As we show in a recent article for International Affairs, claiming that the liberal world order is in crisis is overlooks how agents other than states are facilitating liberal internationalism. We argue that the successes and failures of humanitarianism are a good indication of the state of the liberal world order, both in terms of its limitations and its potential to adapt to change. When states and international organizations fail to steer the liberal order, humanitarian NGOs frequently lead from behind.

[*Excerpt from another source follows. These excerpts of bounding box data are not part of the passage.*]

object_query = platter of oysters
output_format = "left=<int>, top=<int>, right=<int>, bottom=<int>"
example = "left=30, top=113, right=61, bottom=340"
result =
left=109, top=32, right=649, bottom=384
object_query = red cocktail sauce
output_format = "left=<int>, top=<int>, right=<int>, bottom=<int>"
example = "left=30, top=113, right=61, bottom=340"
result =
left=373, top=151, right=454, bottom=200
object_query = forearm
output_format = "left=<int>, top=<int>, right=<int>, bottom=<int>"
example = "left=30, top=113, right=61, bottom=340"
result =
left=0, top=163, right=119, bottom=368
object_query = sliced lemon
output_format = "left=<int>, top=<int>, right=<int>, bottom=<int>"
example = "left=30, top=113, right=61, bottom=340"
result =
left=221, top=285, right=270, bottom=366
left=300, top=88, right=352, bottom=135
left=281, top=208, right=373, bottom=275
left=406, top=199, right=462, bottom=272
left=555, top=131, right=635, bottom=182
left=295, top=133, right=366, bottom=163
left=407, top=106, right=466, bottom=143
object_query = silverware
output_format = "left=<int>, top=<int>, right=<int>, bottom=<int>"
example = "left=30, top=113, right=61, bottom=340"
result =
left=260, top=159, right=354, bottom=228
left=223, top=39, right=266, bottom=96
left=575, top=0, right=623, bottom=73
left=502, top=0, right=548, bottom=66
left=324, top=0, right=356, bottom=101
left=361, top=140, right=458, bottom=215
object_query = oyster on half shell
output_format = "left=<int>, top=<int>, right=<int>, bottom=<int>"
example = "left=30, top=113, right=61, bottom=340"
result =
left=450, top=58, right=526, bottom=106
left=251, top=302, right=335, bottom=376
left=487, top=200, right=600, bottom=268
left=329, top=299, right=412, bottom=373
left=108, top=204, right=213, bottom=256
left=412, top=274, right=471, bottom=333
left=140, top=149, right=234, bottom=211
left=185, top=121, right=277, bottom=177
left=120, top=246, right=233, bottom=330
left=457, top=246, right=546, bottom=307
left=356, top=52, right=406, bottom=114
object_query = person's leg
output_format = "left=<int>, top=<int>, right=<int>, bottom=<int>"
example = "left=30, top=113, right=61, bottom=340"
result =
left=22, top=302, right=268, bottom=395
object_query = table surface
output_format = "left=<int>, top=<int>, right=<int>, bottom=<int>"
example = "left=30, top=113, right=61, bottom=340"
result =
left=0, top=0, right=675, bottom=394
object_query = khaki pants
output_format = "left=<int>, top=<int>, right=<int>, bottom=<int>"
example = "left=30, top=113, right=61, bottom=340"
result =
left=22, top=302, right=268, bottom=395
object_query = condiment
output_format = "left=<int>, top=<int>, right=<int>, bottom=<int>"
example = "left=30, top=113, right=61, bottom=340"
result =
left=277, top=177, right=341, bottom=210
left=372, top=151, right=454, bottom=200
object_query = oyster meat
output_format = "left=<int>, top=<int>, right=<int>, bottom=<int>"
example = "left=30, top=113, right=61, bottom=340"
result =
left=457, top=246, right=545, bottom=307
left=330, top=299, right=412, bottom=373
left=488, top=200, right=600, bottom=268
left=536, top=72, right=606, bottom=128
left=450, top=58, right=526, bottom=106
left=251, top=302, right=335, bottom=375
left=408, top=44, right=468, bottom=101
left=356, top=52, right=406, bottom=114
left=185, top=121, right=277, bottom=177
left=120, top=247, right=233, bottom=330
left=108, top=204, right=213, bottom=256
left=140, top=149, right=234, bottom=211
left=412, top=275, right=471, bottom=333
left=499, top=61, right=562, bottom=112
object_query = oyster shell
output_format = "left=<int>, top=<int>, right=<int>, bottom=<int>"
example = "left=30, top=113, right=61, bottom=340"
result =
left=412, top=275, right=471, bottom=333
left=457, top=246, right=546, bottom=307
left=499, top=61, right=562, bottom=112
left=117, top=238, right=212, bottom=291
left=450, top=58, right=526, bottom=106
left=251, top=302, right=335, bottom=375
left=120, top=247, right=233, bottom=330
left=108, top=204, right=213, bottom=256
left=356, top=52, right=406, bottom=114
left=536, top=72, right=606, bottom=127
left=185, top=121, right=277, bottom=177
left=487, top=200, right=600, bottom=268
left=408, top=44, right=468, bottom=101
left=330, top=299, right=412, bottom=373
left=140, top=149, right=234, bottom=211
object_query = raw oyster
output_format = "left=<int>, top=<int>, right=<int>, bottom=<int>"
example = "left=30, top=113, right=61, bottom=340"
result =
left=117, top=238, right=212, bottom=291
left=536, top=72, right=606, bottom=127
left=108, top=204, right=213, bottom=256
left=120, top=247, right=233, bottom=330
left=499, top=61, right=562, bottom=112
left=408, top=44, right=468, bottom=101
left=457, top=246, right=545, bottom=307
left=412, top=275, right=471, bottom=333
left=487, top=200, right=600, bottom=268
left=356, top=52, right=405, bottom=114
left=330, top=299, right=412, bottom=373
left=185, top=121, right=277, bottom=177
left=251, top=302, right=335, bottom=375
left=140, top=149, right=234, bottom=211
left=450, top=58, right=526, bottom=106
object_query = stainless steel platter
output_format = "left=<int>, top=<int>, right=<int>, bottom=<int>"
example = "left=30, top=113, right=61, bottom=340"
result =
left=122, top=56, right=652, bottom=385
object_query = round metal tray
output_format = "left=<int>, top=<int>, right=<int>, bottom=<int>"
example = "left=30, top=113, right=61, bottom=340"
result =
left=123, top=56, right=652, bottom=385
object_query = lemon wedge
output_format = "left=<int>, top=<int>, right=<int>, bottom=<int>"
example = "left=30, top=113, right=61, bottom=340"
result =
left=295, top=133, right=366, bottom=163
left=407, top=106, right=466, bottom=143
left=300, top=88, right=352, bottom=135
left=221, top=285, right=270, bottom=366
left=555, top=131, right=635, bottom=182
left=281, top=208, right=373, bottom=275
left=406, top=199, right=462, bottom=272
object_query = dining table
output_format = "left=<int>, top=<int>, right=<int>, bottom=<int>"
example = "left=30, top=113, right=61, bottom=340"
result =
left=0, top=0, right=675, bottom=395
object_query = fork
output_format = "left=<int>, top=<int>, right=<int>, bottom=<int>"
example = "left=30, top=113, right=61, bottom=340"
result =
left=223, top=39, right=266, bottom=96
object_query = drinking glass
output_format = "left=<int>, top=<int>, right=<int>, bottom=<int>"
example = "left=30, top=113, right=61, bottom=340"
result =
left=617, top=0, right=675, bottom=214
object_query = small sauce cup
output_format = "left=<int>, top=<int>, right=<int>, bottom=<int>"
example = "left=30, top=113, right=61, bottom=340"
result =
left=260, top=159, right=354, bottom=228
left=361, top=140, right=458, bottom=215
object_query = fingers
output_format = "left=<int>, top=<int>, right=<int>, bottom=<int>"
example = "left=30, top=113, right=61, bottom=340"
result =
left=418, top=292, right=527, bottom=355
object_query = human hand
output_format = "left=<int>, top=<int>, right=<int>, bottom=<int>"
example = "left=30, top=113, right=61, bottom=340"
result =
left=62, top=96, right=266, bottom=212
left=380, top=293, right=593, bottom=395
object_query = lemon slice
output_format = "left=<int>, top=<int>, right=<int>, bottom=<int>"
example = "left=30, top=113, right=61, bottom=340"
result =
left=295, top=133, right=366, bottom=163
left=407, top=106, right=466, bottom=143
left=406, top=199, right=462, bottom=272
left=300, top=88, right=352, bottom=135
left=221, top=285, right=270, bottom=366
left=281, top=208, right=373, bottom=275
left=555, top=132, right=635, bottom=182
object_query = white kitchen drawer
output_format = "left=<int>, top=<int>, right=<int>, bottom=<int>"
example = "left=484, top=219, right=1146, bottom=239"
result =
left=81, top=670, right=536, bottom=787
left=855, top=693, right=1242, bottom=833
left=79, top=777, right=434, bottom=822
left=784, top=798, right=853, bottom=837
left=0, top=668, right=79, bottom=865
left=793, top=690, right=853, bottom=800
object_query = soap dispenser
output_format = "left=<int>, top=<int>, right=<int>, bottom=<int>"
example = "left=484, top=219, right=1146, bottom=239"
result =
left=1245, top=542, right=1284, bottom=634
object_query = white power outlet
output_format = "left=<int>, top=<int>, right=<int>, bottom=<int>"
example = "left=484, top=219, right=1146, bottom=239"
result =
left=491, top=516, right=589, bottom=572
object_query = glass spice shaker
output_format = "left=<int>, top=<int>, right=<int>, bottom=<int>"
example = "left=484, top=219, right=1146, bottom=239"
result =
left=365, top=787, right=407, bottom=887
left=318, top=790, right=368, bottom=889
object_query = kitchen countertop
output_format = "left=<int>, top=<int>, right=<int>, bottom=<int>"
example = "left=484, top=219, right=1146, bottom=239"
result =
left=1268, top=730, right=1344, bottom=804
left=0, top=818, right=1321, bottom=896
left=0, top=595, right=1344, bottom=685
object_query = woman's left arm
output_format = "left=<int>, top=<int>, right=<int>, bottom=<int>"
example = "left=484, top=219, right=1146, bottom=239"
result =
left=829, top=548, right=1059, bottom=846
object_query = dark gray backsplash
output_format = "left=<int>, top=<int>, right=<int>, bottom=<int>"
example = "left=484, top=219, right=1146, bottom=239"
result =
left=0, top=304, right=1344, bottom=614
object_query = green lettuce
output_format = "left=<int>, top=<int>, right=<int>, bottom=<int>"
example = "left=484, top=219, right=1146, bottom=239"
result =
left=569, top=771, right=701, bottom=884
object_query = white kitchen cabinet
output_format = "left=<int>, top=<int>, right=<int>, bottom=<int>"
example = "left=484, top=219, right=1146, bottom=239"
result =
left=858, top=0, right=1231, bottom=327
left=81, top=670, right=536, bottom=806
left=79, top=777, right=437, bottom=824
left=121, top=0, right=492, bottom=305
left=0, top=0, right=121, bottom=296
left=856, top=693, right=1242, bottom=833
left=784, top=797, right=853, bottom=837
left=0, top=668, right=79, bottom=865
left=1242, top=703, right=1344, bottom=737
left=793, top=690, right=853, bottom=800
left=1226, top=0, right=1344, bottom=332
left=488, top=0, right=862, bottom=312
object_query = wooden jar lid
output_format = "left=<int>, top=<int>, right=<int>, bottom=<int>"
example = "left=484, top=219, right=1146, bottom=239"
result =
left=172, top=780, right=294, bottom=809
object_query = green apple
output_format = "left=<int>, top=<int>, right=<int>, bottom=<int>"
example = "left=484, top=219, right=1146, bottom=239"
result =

In focus: Syria and the state of humanitarianism

The failure of the international community to intervene effectively in Syria contributed to the first humanitarian crisis of the post-American world order. Since the crisis began in 2011, over 6.5 million Syrians have become internally displaced with thirteen million people needing aid and over five million Syrians fleeing the conflict to neighbouring countries. Hundreds of thousands of Syrians remain trapped in areas besieged by government and rebel forces, with unprecedented obstacles preventing adequate provision of medical and food aid to those in urgent need. Despite what we have learned about the need for quick international intervention from the genocides of Rwanda, Bosnia and, more recently, Darfur, the liberal world order remains paralysed in the face of ongoing atrocities in Syria.

This paralysis is best illustrated by UNSC debates about military intervention in Syria. Although Western states advocate for humanitarian intervention as an ethical duty to prevent the Syrian population suffering further, other states such as China, Iran and Russia maintain that non-intervention is sacrosanct. The UNSC’s failure to resolve the Syrian crisis is evidence of the liberal world order’s demise.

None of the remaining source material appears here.